Harry Redknapp is never short of an opinion or lacking in words to say when giving his perspective on the footballing community and for good reason. He has been involved in football for the majority of his life, has an affable manner and tells it how it is. This is no different when reacting to the Wayne Rooney debacle, but instead of assessing the surface, Harry delves deeper into the looking glass and enlightens us on a paradox within football. This paradox asks the question of how you are supposed to motivate and manage young players when they have lengthy contracts that bestow upon them financial rewards. A further facet to the problem is that clubs sign up young players for fear of losing them if they do indeed turn out to be a valuable player, a sort of hedging their bets.

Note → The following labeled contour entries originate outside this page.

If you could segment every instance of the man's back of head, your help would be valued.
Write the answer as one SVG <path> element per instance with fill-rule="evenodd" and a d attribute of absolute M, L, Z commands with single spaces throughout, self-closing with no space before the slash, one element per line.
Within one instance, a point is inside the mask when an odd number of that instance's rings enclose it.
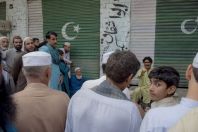
<path fill-rule="evenodd" d="M 131 51 L 116 51 L 110 55 L 105 73 L 115 83 L 123 83 L 132 75 L 134 77 L 140 68 L 140 62 Z"/>

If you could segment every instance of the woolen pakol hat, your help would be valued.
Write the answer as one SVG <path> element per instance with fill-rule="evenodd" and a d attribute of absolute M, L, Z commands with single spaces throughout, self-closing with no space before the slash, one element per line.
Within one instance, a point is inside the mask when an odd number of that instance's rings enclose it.
<path fill-rule="evenodd" d="M 198 53 L 196 54 L 192 65 L 193 67 L 198 68 Z"/>
<path fill-rule="evenodd" d="M 47 66 L 52 64 L 51 55 L 43 51 L 30 52 L 22 56 L 23 66 Z"/>

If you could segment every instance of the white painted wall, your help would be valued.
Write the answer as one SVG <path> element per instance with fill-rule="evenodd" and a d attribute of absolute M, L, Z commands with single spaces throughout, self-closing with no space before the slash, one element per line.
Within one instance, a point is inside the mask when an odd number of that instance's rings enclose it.
<path fill-rule="evenodd" d="M 0 0 L 0 2 L 4 1 L 6 2 L 6 20 L 12 23 L 12 32 L 8 36 L 10 39 L 15 35 L 26 37 L 28 34 L 27 0 Z M 10 9 L 11 4 L 12 9 Z"/>
<path fill-rule="evenodd" d="M 127 50 L 131 0 L 100 0 L 100 60 L 104 53 Z M 101 62 L 100 61 L 100 62 Z M 100 72 L 102 74 L 102 71 Z"/>
<path fill-rule="evenodd" d="M 141 61 L 145 56 L 154 60 L 156 0 L 132 0 L 131 43 L 129 49 Z"/>

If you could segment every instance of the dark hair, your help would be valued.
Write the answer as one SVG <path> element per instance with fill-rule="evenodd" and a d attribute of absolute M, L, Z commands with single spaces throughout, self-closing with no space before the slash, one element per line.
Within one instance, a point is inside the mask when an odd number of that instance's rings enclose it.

With the influx of money now circulating throughout the game, with the likes of Manchester City and Chelsea being the main proponents within the Premiership, it is inevitable that agents will look to acquire some of this loot. With money being the language of all people and the harbinger of power, agents find themselves in a tyrannical position as exemplified by Rooney’s saga in which Manchester United were held to ransom. Redknapp quoted by The Daily Mail states further that, “The biggest problem for me is the kids. They’ve all got agents, they’ve all got long contracts. When I began in the game, then after I became a manager, it was usual for a youngster to be given a one-year contract, at most two.” Times have evidently changed and in Redknapp’s perspective, for the worse.
He also explains that, “They get their feet under the table, go and buy a big car and get a nice few grand a week. Where’s the incentive for them to practise, work hard or dedicate themselves?” The contrast between intrinsic and extrinsic motivation thus rears itself and suggests that in today’s game, if we follow Redknapp’s argument, that extrinsic motivation is the primary motivator. So money, trophies, bonuses etc. are elevated above the traditional motivators of enjoyment and simply being a part of the game. There is then the suggestion that external motivation leads to a decrease in the enjoyment and subsequent effort manifested by the individual in the game. As Redknapp confirms, “People ask me, ‘Where’s the young English talent?’ Well, half of them don’t work at the game. There are kids here with long contracts who need to buck up their ideas.”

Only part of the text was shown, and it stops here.